I don’t think people who experience Priapasms get ED because of hypertrophy/hyperplasia of their CSM.

They get ED for other reasons


Because smooth muscle becomes anelastic, due to more collagen deposition.
http://urogenitalresearch.org/prod/…14_1_4_2009.pdf

(Changes in TA tissue could be as much relevant, of course, if not more. But we are speaking of smooth muscle now.).

Smooth muscle hypertrophy is the first step, hyperplasia the second, fibrosis of smooth muscle the least. Going from one step to the next is not unavoidable, but one has to be very careful. The time needed from an organ to another, or a men to another, or even specific circumstances, can vary a lot. A 20y guy in perfect shape in a warm room maybe will not experience any harm from a 3 hours erection; a 50y, obese man, with an incipient diabetis, in cold day could report significative structural changes.

And at the bottom of this all: how increased SM can increase the size of your penis? There is little doubt that the limiting factor will be tunica albuginea. That’s why you don’t see many proofs of gains among edgers, despite all the yada yada.

Originally Posted by marinera
Cavernous smooth muscle hyperplasia in a rat model of hyperlipidaemia-associated erectile dysfunction.
Qiu X, Fandel TM, Lin G, Huang YC, Dai YT, Lue TF, Lin CS.

Don’t know why the link doesn’t work.

What I’m trying to say is that lack of oxygenation has different effects, depending on the severity and the time it lasts.
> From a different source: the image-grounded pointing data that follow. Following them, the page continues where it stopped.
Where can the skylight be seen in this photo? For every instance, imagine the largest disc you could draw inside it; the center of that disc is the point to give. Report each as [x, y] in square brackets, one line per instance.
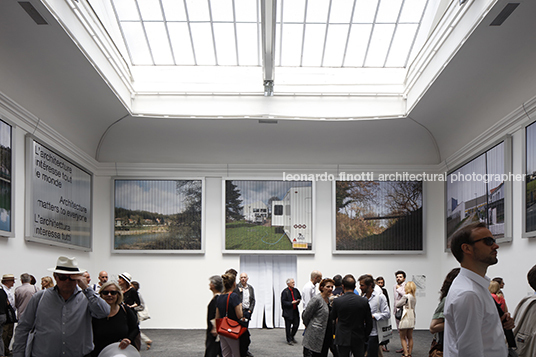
[309, 33]
[323, 59]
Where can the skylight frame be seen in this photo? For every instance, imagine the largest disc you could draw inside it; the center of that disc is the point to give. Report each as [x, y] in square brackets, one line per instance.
[240, 58]
[281, 23]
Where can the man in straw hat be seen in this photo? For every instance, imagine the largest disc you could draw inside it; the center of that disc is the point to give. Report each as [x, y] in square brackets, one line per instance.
[8, 280]
[61, 317]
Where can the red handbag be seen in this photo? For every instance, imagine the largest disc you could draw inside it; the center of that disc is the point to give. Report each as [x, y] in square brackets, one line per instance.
[228, 327]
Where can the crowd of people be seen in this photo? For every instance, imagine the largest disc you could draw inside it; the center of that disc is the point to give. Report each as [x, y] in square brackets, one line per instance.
[471, 319]
[344, 315]
[72, 317]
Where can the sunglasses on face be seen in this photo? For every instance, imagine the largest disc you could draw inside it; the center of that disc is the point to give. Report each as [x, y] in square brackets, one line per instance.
[489, 241]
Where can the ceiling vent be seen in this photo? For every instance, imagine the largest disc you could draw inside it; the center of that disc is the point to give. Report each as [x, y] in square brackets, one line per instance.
[504, 14]
[32, 11]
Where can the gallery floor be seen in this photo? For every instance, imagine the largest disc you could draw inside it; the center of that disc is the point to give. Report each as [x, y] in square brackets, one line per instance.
[265, 343]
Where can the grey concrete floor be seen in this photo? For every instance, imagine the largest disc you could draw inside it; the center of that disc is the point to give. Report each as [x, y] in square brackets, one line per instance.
[264, 343]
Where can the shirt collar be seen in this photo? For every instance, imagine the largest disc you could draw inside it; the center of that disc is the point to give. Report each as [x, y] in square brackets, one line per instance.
[482, 281]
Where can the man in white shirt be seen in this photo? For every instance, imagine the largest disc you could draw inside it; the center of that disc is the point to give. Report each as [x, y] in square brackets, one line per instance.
[473, 327]
[398, 292]
[309, 289]
[8, 280]
[378, 309]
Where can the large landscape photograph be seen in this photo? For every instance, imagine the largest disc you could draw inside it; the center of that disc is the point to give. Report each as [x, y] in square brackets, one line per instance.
[473, 197]
[268, 215]
[530, 184]
[378, 216]
[158, 215]
[5, 177]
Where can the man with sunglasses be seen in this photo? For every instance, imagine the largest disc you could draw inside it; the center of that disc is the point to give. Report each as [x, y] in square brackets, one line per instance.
[472, 325]
[59, 319]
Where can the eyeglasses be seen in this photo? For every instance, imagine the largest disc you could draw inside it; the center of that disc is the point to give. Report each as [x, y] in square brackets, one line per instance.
[489, 241]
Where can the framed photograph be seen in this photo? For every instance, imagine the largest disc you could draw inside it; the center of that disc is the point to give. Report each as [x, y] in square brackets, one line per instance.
[6, 186]
[158, 216]
[529, 201]
[58, 199]
[378, 217]
[481, 191]
[268, 215]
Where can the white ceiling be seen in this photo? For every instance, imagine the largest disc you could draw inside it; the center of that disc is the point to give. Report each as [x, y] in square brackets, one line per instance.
[44, 71]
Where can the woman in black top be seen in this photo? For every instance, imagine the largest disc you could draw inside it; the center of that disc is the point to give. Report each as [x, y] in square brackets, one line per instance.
[212, 347]
[229, 347]
[121, 325]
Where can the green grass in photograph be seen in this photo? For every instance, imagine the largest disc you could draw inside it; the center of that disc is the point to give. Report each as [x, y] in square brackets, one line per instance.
[246, 236]
[531, 193]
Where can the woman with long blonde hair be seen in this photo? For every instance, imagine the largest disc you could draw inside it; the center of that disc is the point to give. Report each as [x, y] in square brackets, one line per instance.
[407, 322]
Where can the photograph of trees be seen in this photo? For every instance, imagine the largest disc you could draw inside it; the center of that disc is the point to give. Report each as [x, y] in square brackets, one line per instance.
[5, 177]
[157, 215]
[378, 215]
[471, 198]
[530, 179]
[268, 215]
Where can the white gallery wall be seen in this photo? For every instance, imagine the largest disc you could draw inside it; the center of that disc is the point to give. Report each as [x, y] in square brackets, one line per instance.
[175, 286]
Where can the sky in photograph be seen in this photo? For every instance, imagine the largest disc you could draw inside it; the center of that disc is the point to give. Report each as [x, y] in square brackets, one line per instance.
[380, 204]
[5, 135]
[262, 190]
[158, 196]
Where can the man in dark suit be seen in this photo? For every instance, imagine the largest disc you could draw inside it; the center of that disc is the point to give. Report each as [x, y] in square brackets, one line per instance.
[354, 320]
[290, 299]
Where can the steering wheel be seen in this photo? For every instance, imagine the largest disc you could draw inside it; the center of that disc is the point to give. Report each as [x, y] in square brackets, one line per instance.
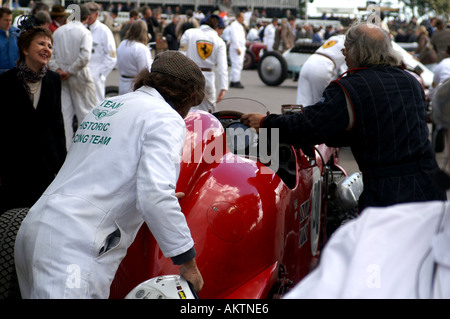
[241, 140]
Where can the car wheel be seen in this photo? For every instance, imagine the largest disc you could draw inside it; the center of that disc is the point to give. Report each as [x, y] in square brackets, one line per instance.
[10, 222]
[272, 69]
[249, 60]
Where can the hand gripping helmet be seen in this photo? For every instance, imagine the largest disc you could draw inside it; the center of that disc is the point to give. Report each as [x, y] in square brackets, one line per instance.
[163, 287]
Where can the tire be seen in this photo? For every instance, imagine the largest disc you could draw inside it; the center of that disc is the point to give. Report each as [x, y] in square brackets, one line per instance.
[111, 91]
[272, 69]
[249, 60]
[10, 222]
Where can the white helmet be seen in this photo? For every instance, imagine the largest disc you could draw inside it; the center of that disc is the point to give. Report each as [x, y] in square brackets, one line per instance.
[163, 287]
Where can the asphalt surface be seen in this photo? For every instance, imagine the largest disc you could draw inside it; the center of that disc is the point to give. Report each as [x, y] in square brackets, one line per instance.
[273, 97]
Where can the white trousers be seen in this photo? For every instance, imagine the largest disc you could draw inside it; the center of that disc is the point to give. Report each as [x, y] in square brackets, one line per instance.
[78, 98]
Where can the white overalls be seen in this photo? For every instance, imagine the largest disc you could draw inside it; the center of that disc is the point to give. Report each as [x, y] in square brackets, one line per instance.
[204, 46]
[132, 57]
[319, 70]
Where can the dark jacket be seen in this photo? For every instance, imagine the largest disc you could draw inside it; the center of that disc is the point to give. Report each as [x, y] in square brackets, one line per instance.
[32, 141]
[388, 136]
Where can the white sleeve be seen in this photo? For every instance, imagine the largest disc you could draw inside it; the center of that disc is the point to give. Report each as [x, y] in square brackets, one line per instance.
[143, 58]
[84, 56]
[110, 55]
[156, 182]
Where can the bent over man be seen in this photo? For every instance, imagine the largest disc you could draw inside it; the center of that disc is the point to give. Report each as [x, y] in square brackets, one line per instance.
[86, 220]
[205, 47]
[72, 53]
[378, 110]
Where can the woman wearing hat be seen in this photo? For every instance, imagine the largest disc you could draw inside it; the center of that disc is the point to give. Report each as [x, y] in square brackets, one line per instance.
[120, 172]
[59, 17]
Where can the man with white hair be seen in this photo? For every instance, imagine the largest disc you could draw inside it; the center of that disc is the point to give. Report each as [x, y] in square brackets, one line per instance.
[379, 111]
[395, 252]
[104, 55]
[72, 50]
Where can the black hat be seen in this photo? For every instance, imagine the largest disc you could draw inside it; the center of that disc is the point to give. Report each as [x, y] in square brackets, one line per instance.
[175, 63]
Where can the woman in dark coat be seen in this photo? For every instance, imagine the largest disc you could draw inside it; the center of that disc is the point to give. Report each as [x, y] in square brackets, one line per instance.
[32, 140]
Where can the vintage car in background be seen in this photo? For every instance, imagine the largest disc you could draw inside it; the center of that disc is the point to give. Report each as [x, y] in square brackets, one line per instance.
[258, 218]
[255, 50]
[275, 67]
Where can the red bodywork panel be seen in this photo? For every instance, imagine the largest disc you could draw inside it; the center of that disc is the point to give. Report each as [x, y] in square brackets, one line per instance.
[250, 230]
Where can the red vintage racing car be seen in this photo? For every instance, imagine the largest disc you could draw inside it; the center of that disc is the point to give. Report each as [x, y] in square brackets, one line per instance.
[259, 211]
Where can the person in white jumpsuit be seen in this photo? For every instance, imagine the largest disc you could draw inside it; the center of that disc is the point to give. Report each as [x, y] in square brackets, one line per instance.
[206, 48]
[104, 56]
[72, 46]
[320, 69]
[237, 50]
[120, 172]
[133, 55]
[396, 252]
[269, 34]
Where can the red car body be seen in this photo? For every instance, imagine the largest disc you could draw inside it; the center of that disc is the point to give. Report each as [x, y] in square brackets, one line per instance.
[254, 234]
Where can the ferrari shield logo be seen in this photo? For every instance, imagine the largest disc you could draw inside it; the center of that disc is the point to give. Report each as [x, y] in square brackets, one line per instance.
[204, 49]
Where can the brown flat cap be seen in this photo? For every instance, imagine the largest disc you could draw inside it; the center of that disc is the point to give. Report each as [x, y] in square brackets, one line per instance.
[58, 10]
[175, 63]
[93, 6]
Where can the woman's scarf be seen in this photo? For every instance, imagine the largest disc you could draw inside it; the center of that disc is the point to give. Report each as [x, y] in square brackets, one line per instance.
[25, 74]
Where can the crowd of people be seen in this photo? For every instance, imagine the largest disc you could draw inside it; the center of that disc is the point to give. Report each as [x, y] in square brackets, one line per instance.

Mild/not prolonged lack of oxygenation seems to promote hypertrophy of about any tissue; if the oxygenation is reduced for a very prolonged span of time, there is a turn from hypertrophy to hiperplasia (or the adverse) properly said; but these changes can be seen to be the border line: from a healty tissue to unhealty tissue; in the case of smooth muscle, it can become thicker but anelastic, because it is has lost his characteristics due to more collagen deposition; this makes the smooth muscle less distensible; if this smooth muscle is in the penis, there it starts ED.

I don’t have the time right now to retrieve the articles on which I’m basing this reconstrucion; anyway, you cound find this interesting, for example:

“Hypoxia-induced brain angiogenesis in the adult rat
Sami I. Harik*tt, Martin A. Hritz* and Joseph C. LaManna*t§

1. Prolonged hypoxia increases the brain vascularity. Here we studied the protein and
deoxyribonucleic acid (DNA) content of isolated cerebral microvessels in hypoxic and control
rats.
…..
4. The cell size index (mg protein: mg DNA) of isolated cerebral microvessels increased after
1 week of hypoxia, suggesting microvascular hypertrophy, but returned to control by the
second week of hypoxia and decreased to below control levels by the third week of hypoxia,
suggesting microvascular hyperplasia. These results indicate that the increased vascularity
of the brain in hypobaric hypoxia progresses from an early phase of microvascular hypertrophy
to later microvascular hyperplasia.
….”
http://jp.physoc.org/content/485/Pt_2/525.full.pdf

Back to PE: I don’t think that any attempt of CPE will result in ED, or that, theoretically speaking, there is zero chances that some limited gains can result (or more likely made easier, if hand in hand with a mechanical stimulus) from it; what I contend is that it is harder to modulate the effects of erection drugs than the effects of natural PE; neither I see any specific action of those drugs that NPE can’t achieve in a more effective and controllable way. When you add the astronomic cost, I think the chanches of having significative gains that can’t be achieved through NPE are about 1 on 1 million.

Hope I explained my point of view.

I think that the difficulty in modulating chem pe has been exaggerated. I have personally found that if you get the right dose then the erection time is pretty much stable and easy to control.

I agree that NPE is infinitely preferable to actually sticking needles in your dick, which is not much fun. But NPE has not really worked for me. I have tried pumping and clamping and have failed to gain girth. That is why I have moved on to CPE.

The cost of (filtered) research grade pge-1 and Andractim is not actually very high. I have injected this several times and my EQ remains good.

I am still confused about the professor’s oxygenation theory. I will look into it at a later date.

Thanks again for your input. I need all the advice I can get.